Sunday, December 25, 2011

Christmas

I've been in Jacksonville now for 16 days. I haven't seen my babies for the past two weeks, including today. Christmas day. Grandma B had been home for exactly one week, and this past Friday (December 23) I had to take her back to the ER. She was immediately admitted, and we will be in the hospital until at least Tuesday or Wednesday. As a result I am spending my first Christmas ever without my children. I'm torn. I miss my babies so much, and want to be with them today just like every day, but I would not leave Grandma B here alone. Thankfully I have amazing children who can understand and accept the situation without tears or anger. They know that we are going to have a Christmas celebration here with Grandma as soon as she is back home and feeling better. But it's hard for me.

I bought a small Christmas tree and put it up in the hospital room. I placed the lights around it and decorated it with small bulbs. It was the only tree I decorated this year. Mine sat undecorated until Erin and one of her friends decorated it a few days ago. I always decorate the tree. The kids didn't want to do it without me, but by waiting for me to come home it ended up not getting done. So my tree this year is shared with Grandma in the hospital. It's a cute little tree.
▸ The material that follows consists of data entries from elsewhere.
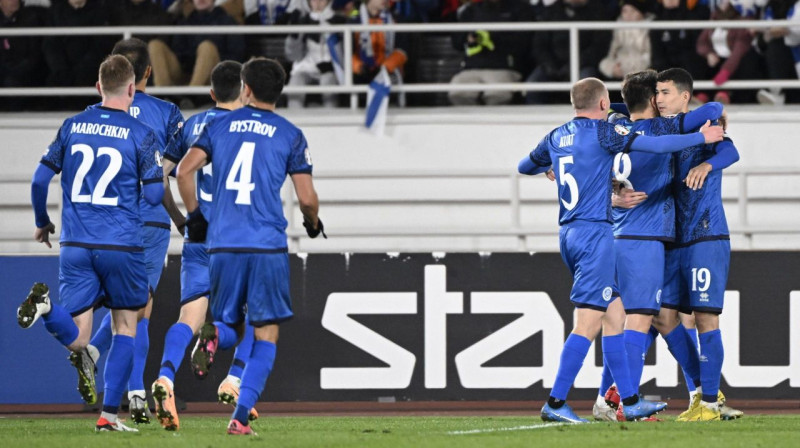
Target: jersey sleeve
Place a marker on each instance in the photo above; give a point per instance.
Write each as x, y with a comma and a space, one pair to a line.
299, 158
149, 159
615, 138
53, 158
667, 125
540, 155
I'll be here for a while more. More than likely until I go back to school and work on January 9th. She needs 24 hour care, and I'm the one that she wants here with her. She deserves this, and I owe her this. I wouldn't have it any other way. I just wish that I could have had my babies here with us today.

Merry Christmas.

Thursday, December 15, 2011

Corridors, cold and crying

I've been in Jacksonville for the past six days. Grandma B was taken by the paramedics again this past Friday, and she's been in ICU ever since. As is always the case when she is hospitalized, I am spending my days and nights with her. In the past five weeks I've spent nearly three of them in the hospital with her. She just hasn't had a break. Since June she's been hospitalized five times, but each time seems to take a bigger toll on her, and this time she has really struggled. I have really struggled. I cry at her bedside watching her suffer and agonize. I come back to her house, pay her bills, keep up with the house, and do what needs to be done for her. I wouldn't have it any other way. I will always be here for her, and she knows that. She's asked me before not to leave her with anyone else when she's in the hospital, and I won't.

So if you are wondering (and I'm sure you aren't) why I haven't posted very often in the past month or so, that is why. I am taking care of Grandma B, and I'm right where I belong right now.

Thursday, December 01, 2011

Cinnamon rolls from scratch

After a few failed attempts at making delicious, homemade cinnamon rolls, I finally found a recipe for both the rolls and icing that I love. Tonight Erin and I rolled out another batch for the second night in a row. Thankfully this recipe for the rolls makes enough to share, and that's exactly what we do. Some go to school with Sean, some to our neighbors, and the rest to us. Homemade cinnamon rolls are so worth the time and work, and these recipes won't disappoint.

Cinnamon Rolls recipe is here, courtesy of The Pioneer Woman.
Cream Cheese icing recipe is here. (Just ignore the cinnamon roll recipe unless you want to try this one, too).
Erin kneading the dough for me, wearing her apron that Sean made for her last year.